Transcript
BOB GARFIELD:
This is On the Media. I'm Bob Garfield.
AMY EDDINGS:
And I'm Amy Eddings. This week, a watchdog group called Privacy International ranked Internet companies for their treatment of privacy rights. Last on the list, Google, a position reserved for companies that engage in, quote, "comprehensive consumer surveillance and entrenched hostility to privacy."
Most recently, Google has been criticized for a new mapping feature called Street View, a service that produces photographic 360-degree detailed images of every street in a few selected cities.
In the images you see buildings, license plates and people engaged in activities they may not want the whole world to see. Some Street View images have included a man scaling a security gate at a San Francisco home, female college students sunbathing and a man walking into an adult bookstore.
The images are not in real time, and they're captured in a pretty low-tech way, cameras mounted on the roofs of cars. What Google is doing with Street View is perfectly legal. They're public images, after all. But do we have any recourse to protect our privacy in public?
David Evans is the founder of Market Platform Dynamics. He says there are good and bad things about this new technology.
DAVID EVANS:
In some ways it's obviously very good. There are lots of reasons why we want to be able to look at what's going on in a street, to identify a store. Maybe we wanted to monitor whether our house is on fire or to monitor whether something bad is happening in our neighborhood. So there are all sort of good reasons why it makes sense to collect these data and to make them available to people.
At the same time, there's a cost to that, and the cost that we all bear is that things that we used to think about as being private are potentially being made available on the Internet for others to see.
AMY EDDINGS:
But how is it that we come to think that what we do on the street, in public, is private? If I'm smoking a cigarette on the street, is that a private act?
DAVID EVANS:
Here's the deal: In a legal sense, smoking on the street or walking on the street where we can all be seen by other people, obviously, isn't private. Having said that, expectations that we used to have concerning our privacy no longer hold.
And one of the issues that we need to think about as a society is whether we want the laws that protect our privacy, in effect, the line that society has drawn in the past, to change in order to reflect the new technologies that alter those expectations that we've all had.
AMY EDDINGS:
Another free service besides Street View that Google offers is, of course, its search engine and Gmail. That email service has been the source of much criticism from those concerned with privacy. Why is that?
DAVID EVANS:
All of your Gmails are sitting on a server and they're sitting there for a long time, and there's a technology out there that's, in effect, looking at them constantly to make it easier for Google to target advertising to people that are using Gmail.
There's a second reason, and this is one of the reasons why Google has performed so poorly in the Privacy International ranking. Every time you engage in a search using Google, Google is tracking and storing all of the searches that you've done. And Google doesn't do any of that because they're really interested in invading your privacy or finding out whether you've gone to adult websites, for example, or whether you've said something that's confidential that they might benefit from. They're not interested in that.
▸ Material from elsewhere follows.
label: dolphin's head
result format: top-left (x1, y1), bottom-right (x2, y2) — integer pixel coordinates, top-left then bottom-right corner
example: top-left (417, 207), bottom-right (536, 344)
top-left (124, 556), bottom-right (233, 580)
They're ultimately interested in the data so they can do advertising more effectively. But one of the costs to people of that is that they're giving something up to Google.
AMY EDDINGS:
If I engage in that transaction, if I sign up for Gmail and know what I'm getting myself into, isn't that perfectly allowable?
DAVID EVANS:
Yeah, and I'm not suggesting otherwise. As long as you know the bargain that you're entering into with Google, I don't think there's anything problematic from a public policy standpoint, at all.
AMY EDDINGS:
And that's part of the problem with Google Street View, isn't it, that you don't know that you're, quote, unquote, "signing up" for this? You don't know that your image was captured, by a Google employee, of you sitting on your front stoop when they took a photograph of your house?
DAVID EVANS:
That's exactly right. In the case of Street View, Google is taking information that, again, whether legally or not, we all expect it to be private, and has taken it from us.
AMY EDDINGS:
Street View-type photographs are taken and viewed by governments all the time. How is it different when a private company is taking and storing our images?
DAVID EVANS:
Yeah, that's a very interesting question, and it reminds me that one of the things we all learned after the train bombings in London in 2005 is that the City of London had these security cameras all over the place that were constantly monitoring street traffic.
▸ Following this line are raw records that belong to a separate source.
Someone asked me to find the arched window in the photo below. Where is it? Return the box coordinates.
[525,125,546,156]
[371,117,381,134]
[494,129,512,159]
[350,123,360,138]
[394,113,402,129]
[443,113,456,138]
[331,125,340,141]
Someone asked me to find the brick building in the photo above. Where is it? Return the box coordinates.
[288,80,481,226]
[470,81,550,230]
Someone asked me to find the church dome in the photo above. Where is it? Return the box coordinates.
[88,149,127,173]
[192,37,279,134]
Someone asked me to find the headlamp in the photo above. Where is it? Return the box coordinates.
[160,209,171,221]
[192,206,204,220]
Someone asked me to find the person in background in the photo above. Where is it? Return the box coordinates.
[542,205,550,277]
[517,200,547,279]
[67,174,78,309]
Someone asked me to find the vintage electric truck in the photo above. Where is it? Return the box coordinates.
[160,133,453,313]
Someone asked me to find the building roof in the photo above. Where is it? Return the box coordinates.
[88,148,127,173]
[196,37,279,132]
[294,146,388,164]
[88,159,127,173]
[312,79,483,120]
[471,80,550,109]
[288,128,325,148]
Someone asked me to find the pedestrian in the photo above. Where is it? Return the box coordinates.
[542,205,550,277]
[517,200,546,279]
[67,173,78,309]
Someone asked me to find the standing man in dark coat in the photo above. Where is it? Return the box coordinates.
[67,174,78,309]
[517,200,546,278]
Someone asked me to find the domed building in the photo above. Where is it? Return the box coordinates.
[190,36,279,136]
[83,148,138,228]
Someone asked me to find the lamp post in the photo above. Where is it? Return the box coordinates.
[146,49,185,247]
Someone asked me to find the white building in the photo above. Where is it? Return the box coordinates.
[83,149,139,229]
So you're absolutely right. There are lots of ways, including when we go to the ATM machine, where our pictures are taken and stored for some period of time.
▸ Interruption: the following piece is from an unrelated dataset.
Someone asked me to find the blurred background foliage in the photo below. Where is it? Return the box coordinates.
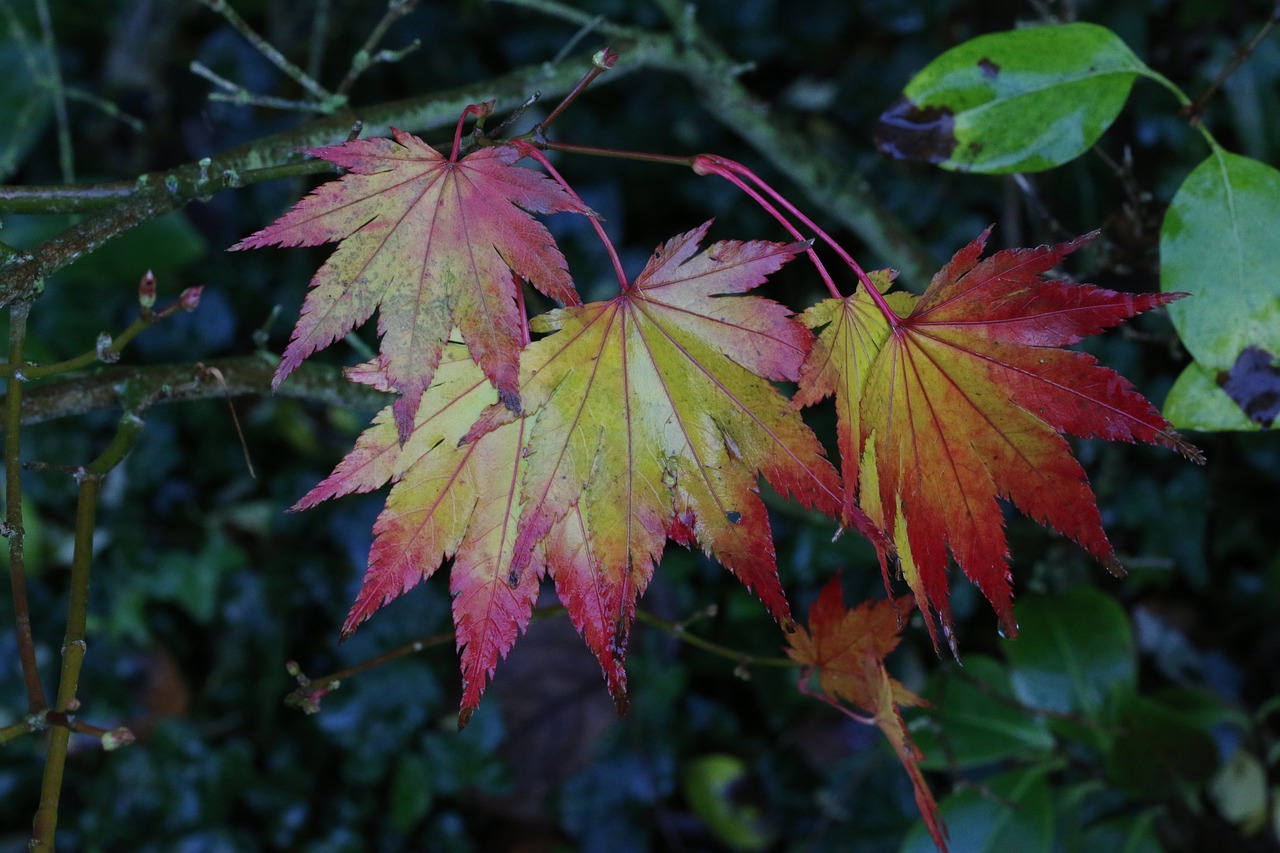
[0,0,1280,853]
There's a fundamental difference though, and the difference is the Internet. The City of London doesn't make the pictures that it takes from security cameras available in real time or stores them on an Internet site where anyone, anywhere around the world can go to.
And there's another difference, and that's the incentive. The City of London or the City of New York doesn't really have any incentive to take any of the pictures that they've taken from security cameras and make them available to people - no reason to do that.
Google, on the other hand, has financial incentives to take any information that it has and make it widely available in order to generate traffic.
AMY EDDINGS:
David Evans, thanks for joining us.
DAVID EVANS:
Thank you very much for having me.
AMY EDDINGS:
David Evans is the founder of Market Platform Dynamics and coauthor of Catalyst Code: The Secrets Behind the World's Most Dynamic Companies.